En español | The president signed the Blue Water Navy Vietnam Veterans Act into law, giving tens of thousands of veterans who were stationed on ships off the shore of Vietnam disability benefits for their exposure to Agent Orange.
The enactment is a victory for the estimated 90,000 service members who did not have their illnesses recognized as related to the chemical defoliant, unlike their fellow service members who were stationed on the ground or in inland waters.
In January, a federal appeals court ruled that in passing the Agent Orange Act of 1991, Congress intended to include Vietnam's territorial sea.
Alfred Procopio Jr., who served on the aircraft carrier USS Intrepid off the Vietnam coast, filed the appeal after being denied disability claims related to his diabetes and prostate cancer. The appeals court ruled that he was “entitled to a presumption of service connection."
In March, a group of 10 veterans organizations wrote to President Trump asking him to direct the Justice Department not to appeal the decision. Weeks later, Veterans Affairs (VA) Secretary Robert Wilkie told the Senate Armed Services Committee that he would recommend the Department of Justice not fight the court's decision. The bill was then unanimously approved by the House and Senate.
The bill covers:
- Those who served offshore of Vietnam between Jan. 9, 1962, and May 7, 1975, within 12 nautical miles of the coast of Vietnam and Cambodia.
- Those who served in the Korean Demilitarized Zone between Sept. 1, 1967, and Aug. 31, 1971.
- Children born to veterans who served in Thailand between January 1962 and May 1975 who have spina bifida.
The diseases now on the VA's Agent Orange list are coronary artery heart disease, respiratory cancers, prostate cancer, multiple myeloma, Hodgkin's disease, non-Hodgkin's lymphoma, Parkinson's disease, type 2 diabetes, peripheral neuropathy-early onset, AL amyloidosis, chronic B-cell leukemia, chloracne, porphyria cutanea tarda, and soft tissue sarcomas.
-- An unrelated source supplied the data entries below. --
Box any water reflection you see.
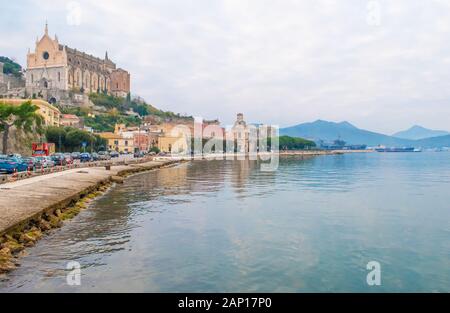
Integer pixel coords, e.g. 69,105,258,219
0,153,450,292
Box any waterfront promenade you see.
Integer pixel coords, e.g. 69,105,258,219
0,160,178,235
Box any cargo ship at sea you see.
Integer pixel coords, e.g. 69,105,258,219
375,147,422,152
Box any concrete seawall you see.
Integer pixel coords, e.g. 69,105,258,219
0,160,182,274
0,160,179,236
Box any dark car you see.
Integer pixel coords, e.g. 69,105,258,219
0,156,28,174
98,151,111,160
51,153,67,166
70,152,81,160
133,151,145,158
64,153,73,164
92,152,100,161
80,152,92,162
109,151,120,158
22,158,40,169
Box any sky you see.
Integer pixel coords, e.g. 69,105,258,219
0,0,450,134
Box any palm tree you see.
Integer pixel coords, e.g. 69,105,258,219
0,101,43,154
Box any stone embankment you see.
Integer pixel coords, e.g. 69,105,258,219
0,159,181,273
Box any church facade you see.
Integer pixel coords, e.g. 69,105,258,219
26,25,130,102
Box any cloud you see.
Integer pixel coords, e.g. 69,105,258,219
0,0,450,133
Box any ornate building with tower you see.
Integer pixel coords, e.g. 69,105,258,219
26,24,130,103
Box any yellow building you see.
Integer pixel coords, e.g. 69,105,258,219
99,132,134,153
0,99,61,126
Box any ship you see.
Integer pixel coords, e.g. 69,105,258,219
375,147,422,152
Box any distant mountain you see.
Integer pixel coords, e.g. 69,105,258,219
280,120,409,146
280,120,450,148
413,135,450,148
392,125,450,140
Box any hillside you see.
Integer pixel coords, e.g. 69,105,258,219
59,93,193,132
280,120,450,148
280,120,410,146
0,56,22,77
392,125,450,140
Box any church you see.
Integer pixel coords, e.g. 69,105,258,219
26,24,130,103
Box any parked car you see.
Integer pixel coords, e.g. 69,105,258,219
64,153,73,164
0,157,28,174
109,151,120,158
98,151,111,160
22,157,37,170
70,152,81,160
0,158,17,174
35,156,55,168
133,151,145,158
80,152,92,162
51,153,67,166
92,152,100,161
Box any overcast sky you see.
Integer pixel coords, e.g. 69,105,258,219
0,0,450,133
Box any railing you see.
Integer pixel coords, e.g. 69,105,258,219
0,156,153,184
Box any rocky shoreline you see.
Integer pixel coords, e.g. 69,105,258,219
0,160,184,274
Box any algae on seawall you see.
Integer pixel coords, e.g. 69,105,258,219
0,183,112,274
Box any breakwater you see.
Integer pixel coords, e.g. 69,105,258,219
0,159,182,273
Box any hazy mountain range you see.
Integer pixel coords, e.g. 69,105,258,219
392,125,450,140
280,120,450,148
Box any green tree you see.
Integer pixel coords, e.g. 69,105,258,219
0,56,22,77
0,101,43,154
45,126,66,151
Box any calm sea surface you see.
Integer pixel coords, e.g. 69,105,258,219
0,152,450,292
The VA is considering adding other diseases, including bladder cancer, hypothyroidism, hypertension and Parkinson's-like symptoms.
"I want to say thank you to the veteran service organizations and the countless veterans across the country who have been with us throughout this fight. Thank you for never losing hope that this country would deliver on the promise it made to our veterans,” said Rep. Mark Takano (D-Calif.), chair of the House Committee on Veterans’ Affairs in a statement after the Senate passed the bill.